Since Operation “Cast Lead”: Sharp increase in beatings of Palestinians by soldiers and police reported

24 Mar 2009

Since the beginning of Operation “Cast Lead” at the end of 2008, there has been a sharp rise in reports of violence perpetrated by security forces against Palestinians in the West Bank. During this nearly three-month period, B'Tselem documented 24 cases in which police officers and soldiers beat Palestinians, using rifle butts, clubs and other means of injury. 16 of the cases were especially serious and their victims suffered heavier injuries.  


As it is impossible for B'Tselem to document each and every case of violence by security forces in the West Bank, the above figures necessarily reflect only a portion of the violent incidents that actually occurred, and it is likely that other attacks went unreported.

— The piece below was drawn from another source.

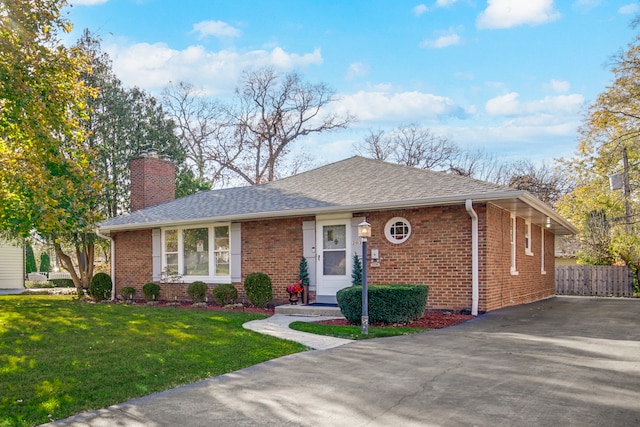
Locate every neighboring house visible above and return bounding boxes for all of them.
[0,240,24,289]
[98,155,576,314]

The documented cases took place throughout the West Bank - some at checkpoints, others in Palestinian homes, and some on roadways. In one case, testimonies given to B'Tselem indicate that soldiers stopped Na'im ‘Awad at the Huwara checkpoint and beat him. His brother, Muhammad, arrived at the checkpoint by chance and asked the soldiers why they were beating his brother. An argument ensued between him and one of the soldiers, who then slammed him hard in the head with his rifle butt, causing him irreparable speech damage and weakness on the right side of his body.

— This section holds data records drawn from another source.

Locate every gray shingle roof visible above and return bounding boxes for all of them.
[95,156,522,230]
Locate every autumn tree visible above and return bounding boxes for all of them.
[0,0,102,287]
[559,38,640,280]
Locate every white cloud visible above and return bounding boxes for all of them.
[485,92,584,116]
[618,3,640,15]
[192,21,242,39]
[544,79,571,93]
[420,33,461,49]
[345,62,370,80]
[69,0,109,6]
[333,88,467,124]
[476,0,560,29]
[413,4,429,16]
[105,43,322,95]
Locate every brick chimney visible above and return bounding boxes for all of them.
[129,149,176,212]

In another case, soldiers encountered a Palestinian by the side of the road next to Tuqu' and beat him for several minutes. The victim, Majed Hajahjeh, related in his testimony:

They beat me all over my body, especially my head. I covered my head with my hands to protect myself. My hands were bloody from the blood from my head. I went down onto my knees and cried out in pain. The soldiers continued to beat me with clubs and to kick me in the neck, back, and hands. My right hand hurt in particular. It hurt so much, I thought I was going to die. (to read the full testimony click here)

Later in his testimony, Hajahjeh stated that the soldiers had left him lying by the road, bleeding, his arm broken.

B'Tselem referred all the documented cases to the law-enforcement authorities - the Judge Advocate General's Office and the Department for the Investigation of Police, in the Ministry of Justice. Although some of the cases occurred more than two months ago, the authorities have yet to complete the investigation in even one case.

In a letter to the commander of the IDF forces in the West Bank, B'Tselem called attention to this grave situation and demanded that the defense establishment take immediate action to stop the phenomenon of violence by security forces. Toward this end, the organization called for swift, effective investigation of the documented cases and for measures to be taken against the persons found responsible.

For some time, violence of varying intensity by police and soldiers has been part of daily Palestinian life in the West Bank. Although Israeli officials condemn beating and abuse of Palestinians and rush to disassociate themselves from such acts, the law-enforcement authorities refrain from carrying out serious investigations of reported incidents and from prosecuting the perpetrators, rarely taking any measures against them.

Since the outbreak of the second intifada, in September 2000, B'Tselem has forwarded to the authorities complaints regarding 345 offenses of violence by security forces. In only 14 of these cases, to B'Tselem's knowledge, were disciplinary or criminal proceedings initiated against security forces.

On 20 March 2009, the press reported that indictments had been filed in a few cases of soldiers' violence that occurred in the village of ‘Azzun ‘Atmah, in the Qalqiliya district, in May 2008, which B'Tselem reported to the Military Police Investigation Unit. The prosecution of the perpetrators in these cases is an exception to the rule.

The authorities' policy relays to security forces in the field a clear message of contempt for Palestinians' bodies and dignity and impunity from bearing the consequences of their acts.